The use of such a quota has both its advantages and disadvantages. Gender quotas are in themselves a very effective short-term method of providing equality in institutions, bringing women into work and into power, whilst inspiring other females to reach the same positions. It can be seen as a method of correcting and controlling the existing discrimination whilst giving a better representation for women across the board. On the other hand, gender quotas can impose gender above qualifications and experience, reserving a seat for a woman based on her gender rather than giving it to a man who has higher merit for that same seat. Some politicians have also pointed about that such favouritism would question the merits of a woman who is already in power, bringing further discrimination from the electorate on the very people that the country wants to push forward.


Gender Quotas could also stall the process towards gender equality in the long run if inept women are given a seat simply because of their gender, whilst highly credited men are not given the same chance. This would show favouritism, whilst shedding a bad light on the women who are capable of having a seat of power without any positive discrimination. People in power have pushed for the use of such quotas, creating an environment that favour women in power, hoping it would lead to a higher percentage of women in the electorate. It is my opinion that such expectations will backfire since these women may not have the same merits and qualification that would help in such jobs and gender equality will not be observed under these quotas as men are not given the same opportunities.

Positive discrimination through gender quotas is still discrimination. The strive for equality should never include yet another form of discrimination, even if it is now targeted at the opposite sex. Gender quotas should not be a short-term solution, for the simple fact that they could erase the credibility and credentials that female leaders have worked hard to set for all their female counterparts. Equality and female leadership in all sections of society is a long-term project that has already been set in motion mostly in the younger generations, a project which if not delivered correctly could lead to a growing discrimination against boys who are hearing about the infinite possibilities of female work and may be set aside on the basic assumption that they already have the patriarchal society on their side. It is such discrimination that should be set aside, placing women above men will only mean that history will repeat itself. It is time that genders are seen as nothing but a mark on the identity card, thus finally giving work and seats to the people who deserve it based on their merits and skills. Such a goal can only be reached through education that serves and promotes all genders.

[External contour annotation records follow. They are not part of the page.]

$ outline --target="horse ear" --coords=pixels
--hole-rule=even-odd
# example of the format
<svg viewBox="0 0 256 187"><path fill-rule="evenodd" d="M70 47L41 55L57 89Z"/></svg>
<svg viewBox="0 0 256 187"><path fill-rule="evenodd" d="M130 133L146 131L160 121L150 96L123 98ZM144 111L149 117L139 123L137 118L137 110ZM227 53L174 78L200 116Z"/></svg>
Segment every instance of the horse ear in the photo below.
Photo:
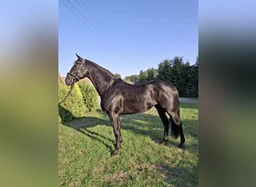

The long-term solution is already at hand as more girls continue their education, and more women aspire for better jobs, yet present-day leaders have to give the younger generation a chance. If we are truly the future leaders, then do not ruin our chances before we can even arrive at the destination. There is still gender discrimination through the lasting effects of the patriarchal society, but these cannot be removed by forcing men out of power and giving a seat to a female on the context of striving for equality. All of the population should be encouraged to reach their full potential thus promoting the truest form of prosperity through equality.